6. Having sufficient physical activity
Again, there are so many other studies, and I doubt you'll be shocked by this one.
But as an example, researchers at Brigham Young University reported a few years back that they've found that a certain type of physical exercise can slow the aging process within our cells – to the point of someone appearing biologically nine years younger.
In the current VA study, lack of physical activity was associated with a 30 to 45 percent higher risk of death.
7. Not using opioids
To be clear on this one, the habit is not having an opioid use disorder, as opposed to never using prescription opioids. Still, the effect on predicted longevity was estimated in the same 30 to 45 percent category.
8. Never smoking
Pure nonsmokers had the same 30 to 45 percent expected longevity effect. Again, it's not surprising; I've previously reported on studies that suggested smoking correlates to a seven year shorter life expectancy.

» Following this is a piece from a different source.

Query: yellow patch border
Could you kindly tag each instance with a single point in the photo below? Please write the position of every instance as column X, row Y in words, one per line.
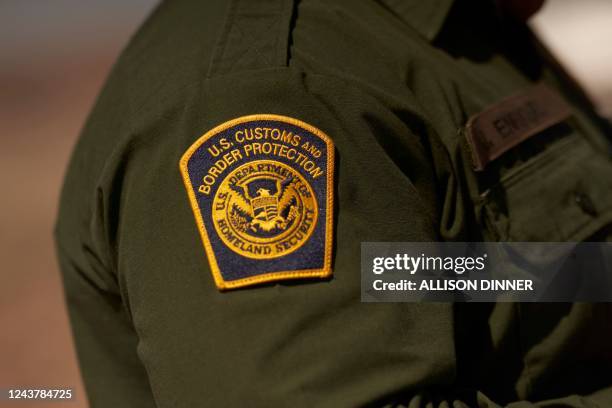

We should make clear that our old friend, causation versus correlation, is at play here, in that we can't say for sure whether any of these specific habits actually causes longer life; only that longer life is observed at scale among people who practice them.
It's an important difference that can seem subtle, and I hope it won't dissuade anyone (myself included) from placing greater emphasis on these habits. Because if you dedicate your life to building things – a business, an industry, even a legacy – it only stands that you'd want to live long enough to enjoy what you've created.
"Lifestyle medicine is aimed at treating the underlying causes of chronic diseases rather than their symptoms," Nguyen said in a statement accompanying the report, adding: "It is never too late to adopt a healthy lifestyle."